【Noh Theater & Masks】
Noh Theater
Noh is a form of traditional Japanese theater that has been practiced in one form or another since the fourteenth century. In addition to the actors who portray the main protagonist (shite) and supporting characters, a Noh performance includes musicians, stage attendants, and a chorus that sings the narration and dialogue. The chorus often delivers lines for the shite, who conveys the emotions of his character through posture and movement rather than their own voice. Noh actors also commonly wear masks to indicate a particular character archetype, and these greatly limit their facial expressions. Given these constraints, Noh actors must be able to evoke nuanced emotion through subtle physical movements.
Noh was initially performed outdoors, and that tradition is represented in the roof above the stage and the pine tree painted on the back wall. The four columns supporting the roof also provide vital visual landmarks for the shite, who can see very little of the stage when wearing a mask. The covered bridge leading to the main stage (hashigakari) is used to indicate travel and settings outside the main scene.
Noh Masks
Masks have been a fundamental part of Noh since the beginning of its development. Although the masks cover the actors’ faces, they are carved in such a way that the mask’s expression can be softened or hardened by tilting the face up or down. Initially, a wide variety of different masks were used, but certain common characteristics gradually came to be associated with specific characters and archetypes.

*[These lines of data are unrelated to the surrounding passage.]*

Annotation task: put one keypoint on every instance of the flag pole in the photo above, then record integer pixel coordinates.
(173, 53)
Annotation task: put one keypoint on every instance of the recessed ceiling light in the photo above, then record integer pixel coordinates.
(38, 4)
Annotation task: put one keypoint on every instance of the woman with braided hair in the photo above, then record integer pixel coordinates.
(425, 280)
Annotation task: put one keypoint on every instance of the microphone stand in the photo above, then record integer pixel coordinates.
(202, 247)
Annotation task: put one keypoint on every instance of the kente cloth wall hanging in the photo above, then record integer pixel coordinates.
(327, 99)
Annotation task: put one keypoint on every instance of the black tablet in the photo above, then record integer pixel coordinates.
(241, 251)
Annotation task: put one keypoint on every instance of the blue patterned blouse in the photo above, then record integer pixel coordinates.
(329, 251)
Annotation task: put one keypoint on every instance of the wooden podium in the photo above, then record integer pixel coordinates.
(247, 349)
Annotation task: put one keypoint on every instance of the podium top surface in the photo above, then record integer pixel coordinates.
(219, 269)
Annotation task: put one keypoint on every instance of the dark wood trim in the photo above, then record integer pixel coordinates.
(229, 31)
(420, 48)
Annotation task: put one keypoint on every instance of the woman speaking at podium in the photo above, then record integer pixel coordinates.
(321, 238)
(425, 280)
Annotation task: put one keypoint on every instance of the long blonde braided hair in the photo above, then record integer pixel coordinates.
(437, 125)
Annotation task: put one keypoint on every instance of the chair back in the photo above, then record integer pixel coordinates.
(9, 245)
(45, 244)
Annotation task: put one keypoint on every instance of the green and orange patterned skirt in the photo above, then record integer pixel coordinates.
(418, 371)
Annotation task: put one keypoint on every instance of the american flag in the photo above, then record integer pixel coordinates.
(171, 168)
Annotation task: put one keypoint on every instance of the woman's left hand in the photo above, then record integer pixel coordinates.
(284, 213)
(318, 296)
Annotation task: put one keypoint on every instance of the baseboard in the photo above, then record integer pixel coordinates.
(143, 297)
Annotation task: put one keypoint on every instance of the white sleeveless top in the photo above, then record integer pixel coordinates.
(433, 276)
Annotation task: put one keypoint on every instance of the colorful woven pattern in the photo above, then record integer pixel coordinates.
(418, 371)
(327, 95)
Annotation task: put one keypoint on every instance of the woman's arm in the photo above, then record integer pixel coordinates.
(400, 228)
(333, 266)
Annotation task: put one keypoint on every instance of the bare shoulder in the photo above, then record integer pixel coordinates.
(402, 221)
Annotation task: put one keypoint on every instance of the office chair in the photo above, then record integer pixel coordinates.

In addition to the masks that are used exclusively for a variation of Noh called okina, Noh masks can be largely grouped into those representing elders (jō), women (onna), men (otoko), demons (kijin) and spirits (ryō). Within these types are numerous subtypes encompassing some 60 different common characters who can be further expanded into 250 or more different variations. The museum collection of masks spans all genres of Noh and includes items that were commissioned or collected in the first decades of the twentieth century by the fifteenth head of the Ii family, Ii Naotada (1881–1947).